«Il totalitarismo informatico imprigiona le nostre menti. È dal pensiero che nasce la libertà»
di Lucia De Ioanna, La Repubblica 18 aprile 2023
Vito Mancuso, teologo, filosofo e saggista tra i più importanti in Italia, ha dialogato con gli alunni di alcune classi del liceo Marconi. "La scuola non si deve limitare a istruire perché l'uomo non è solo una scatola da riempire”.
Incontro Parma 18 aprile 2023 [PDF]
Il maestro è nell’anima, come canta Paolo Conte e come, molto prima dell’avvocato di Asti, ha sostenuto Socrate: educare significa quindi aiutare un alunno a conoscere se stesso, a farsi esploratore del proprio cuore, a indagare i suoi sconfinati confini fino a portare alla luce una mappa della propria interiorità, mappa cangiante e sempre da tracciare.
Proprio a partire da Socrate e seguendo poi una trama autenticamente filosofica tessuta di ascolto, dialogo, ricerca e dubbio, si è svolto l’incontro tra Vito Mancuso, teologo, filosofo e saggista tra i più importanti in Italia, e gli alunni di alcune classi del Liceo Marconi di Parma, riuniti nella sala del cinema Astra.
Un dialogo che è stato navigazione intorno a domande cruciali per tentare di comprendere ciò che ci rende umani ma anche immersione vertiginosa nel corpo della parola, nella genealogia che stringe assieme pensiero e linguaggio, strumenti umani per interrogarsi intorno al senso di ciò che esiste …
Come ha messo in luce Patrizia Bertolani, docente e vice-preside del liceo cittadino che ha introdotto la lectio insieme alla professoressa Teresa Paciariello, la presenza del filosofo in apertura della nuova serie di incontri per la celebrazione dei cento anni dalla nascita del liceo cittadino, "è occasione preziosa per ripensare al proprio senso come scuola e come comunità, con sguardo rivolto al futuro: un centenario non è un momento di esplorazione del passato ma è momento per ripensare insieme alla scuola come luogo in cui ogni studente può imparare a riconoscere e seguire le proprie passioni, dando attenzione all’umano”.
Molto opportuna la presenza, quindi, di un filosofo, "capace di parlare a tutti e di sollecitarci a fare della nostra vita una vita nostra: in questa direzione la scuola deve costruire una dimensione etica nei confronti della vita aiutando ogni studente a trovare se stesso".

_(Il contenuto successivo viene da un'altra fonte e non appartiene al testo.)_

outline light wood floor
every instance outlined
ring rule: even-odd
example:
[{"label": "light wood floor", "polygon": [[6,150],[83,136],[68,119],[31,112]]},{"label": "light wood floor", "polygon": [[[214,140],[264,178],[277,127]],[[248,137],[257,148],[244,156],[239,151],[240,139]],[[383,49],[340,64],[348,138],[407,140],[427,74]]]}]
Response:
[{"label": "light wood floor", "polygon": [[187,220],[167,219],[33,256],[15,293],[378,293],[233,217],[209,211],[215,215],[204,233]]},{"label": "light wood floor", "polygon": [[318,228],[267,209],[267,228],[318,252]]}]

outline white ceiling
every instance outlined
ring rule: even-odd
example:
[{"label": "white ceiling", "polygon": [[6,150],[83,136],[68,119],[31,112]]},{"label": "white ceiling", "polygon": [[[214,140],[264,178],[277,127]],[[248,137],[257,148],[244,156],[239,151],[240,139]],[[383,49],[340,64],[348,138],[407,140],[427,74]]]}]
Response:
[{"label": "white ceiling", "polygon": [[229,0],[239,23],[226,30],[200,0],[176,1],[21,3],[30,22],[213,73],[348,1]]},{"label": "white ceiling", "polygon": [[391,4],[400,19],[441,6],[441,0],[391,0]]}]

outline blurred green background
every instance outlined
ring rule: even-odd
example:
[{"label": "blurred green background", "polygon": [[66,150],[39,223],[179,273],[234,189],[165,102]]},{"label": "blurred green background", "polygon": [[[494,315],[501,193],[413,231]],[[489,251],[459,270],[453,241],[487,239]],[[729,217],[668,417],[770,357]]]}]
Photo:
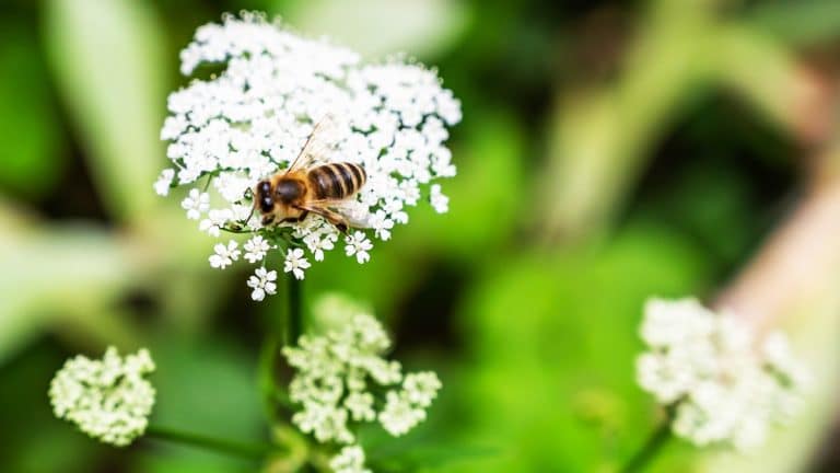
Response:
[{"label": "blurred green background", "polygon": [[[212,241],[151,186],[178,50],[241,9],[406,51],[463,101],[451,212],[412,209],[370,264],[336,253],[305,284],[307,303],[370,303],[395,357],[440,372],[429,422],[395,443],[420,471],[614,471],[660,419],[633,380],[644,299],[714,300],[840,189],[837,0],[3,0],[0,471],[256,468],[98,445],[46,396],[68,356],[147,346],[155,424],[267,438],[258,347],[283,297],[254,303],[244,273],[211,270]],[[838,230],[826,201],[804,219]],[[817,374],[806,414],[750,459],[675,441],[655,470],[840,469],[837,234],[808,232],[807,284],[773,295]],[[733,300],[767,298],[747,287]]]}]

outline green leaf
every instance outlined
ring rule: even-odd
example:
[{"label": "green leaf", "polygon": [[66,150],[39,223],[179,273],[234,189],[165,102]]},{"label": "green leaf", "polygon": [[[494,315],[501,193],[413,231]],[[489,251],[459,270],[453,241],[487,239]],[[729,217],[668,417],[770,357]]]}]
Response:
[{"label": "green leaf", "polygon": [[136,221],[155,206],[163,161],[158,21],[149,3],[130,0],[50,0],[45,10],[49,60],[94,184],[113,217]]},{"label": "green leaf", "polygon": [[[678,234],[635,224],[605,245],[501,257],[470,290],[462,332],[480,365],[452,377],[471,422],[460,437],[504,446],[481,471],[596,471],[655,422],[634,382],[644,300],[702,296],[709,267]],[[453,385],[453,383],[457,383]]]},{"label": "green leaf", "polygon": [[311,0],[278,11],[295,30],[329,35],[372,57],[433,55],[457,39],[470,13],[466,3],[446,0]]},{"label": "green leaf", "polygon": [[39,197],[63,166],[56,111],[35,32],[15,21],[0,23],[0,186]]},{"label": "green leaf", "polygon": [[[2,212],[2,209],[0,209]],[[61,333],[133,345],[136,331],[114,311],[132,284],[130,255],[118,241],[85,227],[42,229],[0,217],[0,360],[61,321]]]}]

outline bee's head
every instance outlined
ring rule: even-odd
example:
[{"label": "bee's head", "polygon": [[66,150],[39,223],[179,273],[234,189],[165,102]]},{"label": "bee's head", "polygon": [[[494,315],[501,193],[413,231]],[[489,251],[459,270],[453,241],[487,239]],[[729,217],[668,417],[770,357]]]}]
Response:
[{"label": "bee's head", "polygon": [[303,184],[292,178],[281,178],[275,188],[275,196],[283,204],[292,204],[303,195]]},{"label": "bee's head", "polygon": [[275,209],[275,199],[271,197],[271,183],[268,181],[260,181],[257,183],[257,205],[262,214],[268,214]]}]

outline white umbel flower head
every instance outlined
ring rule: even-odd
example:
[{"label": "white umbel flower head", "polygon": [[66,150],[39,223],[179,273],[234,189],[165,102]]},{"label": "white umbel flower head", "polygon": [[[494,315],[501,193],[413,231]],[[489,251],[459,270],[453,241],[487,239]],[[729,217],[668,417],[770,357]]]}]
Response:
[{"label": "white umbel flower head", "polygon": [[[166,195],[184,187],[187,217],[199,219],[201,231],[259,235],[270,250],[303,247],[316,262],[341,245],[365,263],[372,239],[390,239],[397,224],[408,222],[408,207],[429,201],[446,211],[440,181],[456,174],[447,128],[462,116],[434,70],[399,56],[363,62],[352,50],[298,36],[254,13],[199,27],[180,60],[185,76],[202,65],[223,70],[170,95],[161,138],[170,143],[171,165],[154,189]],[[331,206],[353,230],[340,239],[315,212],[264,226],[254,205],[256,184],[289,169],[324,122],[334,126],[318,127],[319,136],[322,129],[331,132],[312,165],[349,162],[366,175],[352,198]],[[249,263],[265,257],[261,246],[245,250]],[[214,267],[234,259],[213,257]]]},{"label": "white umbel flower head", "polygon": [[101,360],[77,356],[52,378],[52,412],[95,439],[127,446],[145,431],[154,404],[154,388],[145,376],[152,371],[145,349],[125,358],[114,347]]},{"label": "white umbel flower head", "polygon": [[677,436],[749,450],[798,411],[808,373],[783,334],[758,345],[744,322],[695,299],[651,299],[644,312],[637,379],[672,408]]},{"label": "white umbel flower head", "polygon": [[301,405],[292,422],[319,442],[347,446],[355,443],[359,423],[378,420],[394,436],[411,430],[425,419],[441,382],[433,372],[404,376],[398,362],[383,358],[389,348],[382,324],[363,312],[341,328],[303,335],[296,347],[284,347],[295,370],[289,394]]},{"label": "white umbel flower head", "polygon": [[371,473],[364,468],[364,450],[359,446],[345,447],[329,461],[335,473]]}]

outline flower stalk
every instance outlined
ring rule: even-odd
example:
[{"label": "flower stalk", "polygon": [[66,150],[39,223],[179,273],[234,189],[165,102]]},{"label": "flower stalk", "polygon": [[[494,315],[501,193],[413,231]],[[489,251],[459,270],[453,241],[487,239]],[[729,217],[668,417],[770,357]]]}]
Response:
[{"label": "flower stalk", "polygon": [[303,310],[301,308],[303,281],[295,277],[288,277],[287,279],[289,280],[289,324],[285,334],[285,345],[294,345],[304,332]]},{"label": "flower stalk", "polygon": [[145,429],[145,436],[152,439],[250,460],[261,460],[269,453],[277,452],[278,450],[277,447],[268,443],[240,442],[160,426],[149,426]]}]

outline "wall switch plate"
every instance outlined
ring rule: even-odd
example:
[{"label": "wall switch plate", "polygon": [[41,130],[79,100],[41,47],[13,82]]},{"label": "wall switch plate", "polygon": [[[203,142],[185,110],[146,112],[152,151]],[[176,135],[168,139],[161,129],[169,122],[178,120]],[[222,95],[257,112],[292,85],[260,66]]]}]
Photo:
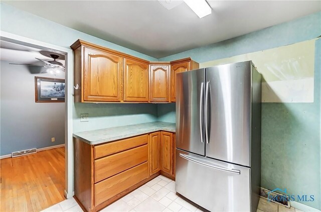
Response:
[{"label": "wall switch plate", "polygon": [[80,114],[80,122],[88,121],[88,114]]}]

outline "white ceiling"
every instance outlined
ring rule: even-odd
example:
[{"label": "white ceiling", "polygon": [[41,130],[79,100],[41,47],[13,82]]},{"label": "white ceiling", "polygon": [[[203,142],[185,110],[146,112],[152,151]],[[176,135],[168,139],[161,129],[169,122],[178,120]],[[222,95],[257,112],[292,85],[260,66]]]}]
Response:
[{"label": "white ceiling", "polygon": [[[43,50],[33,48],[26,46],[14,44],[5,40],[0,40],[0,60],[8,61],[12,63],[26,64],[39,66],[44,66],[43,62],[38,60],[35,58],[47,61],[53,60],[44,56],[40,53]],[[53,54],[56,54],[53,52]],[[64,60],[57,60],[57,61],[65,64]]]},{"label": "white ceiling", "polygon": [[212,14],[200,19],[155,0],[2,2],[156,58],[321,10],[320,0],[208,0]]}]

Da questo spunto maieutico, prende le mosse Vito Mancuso, rivolgendosi agli studenti: "Socrate diceva che una vita senza ricerca non vale la pena di essere vissuta: non so se sentite la forza di questa frase e se vi fa emozionare. Sapete, le cose che sono importanti per noi le intuiamo dalla gioia che ci trasmettono, dalle emozioni che accendono. Il capire non è mai senza emozioni. Certo, esiste anche un modo di capire freddo, che però entra in noi senza trasformarci. Altre cose, invece, entrano in noi diventando carburante emotivo. La cultura, quella vera, raggiunge il suo scopo quando il sapere conferisce sapore. Quando da persone che semplicemente sanno alcune cose voi diventate persone che hanno un sapore. Ci sono persone che sanno tante cose ma non sanno di niente ed altre che, pur non avendo erudizione hanno una saggezza profonda della vita che traspare dallo sguardo. In questo senso la vera cultura è sempre coltivazione di sé, in accordo con la radice della parola che nasce dal verbo latino colere, coltivare”.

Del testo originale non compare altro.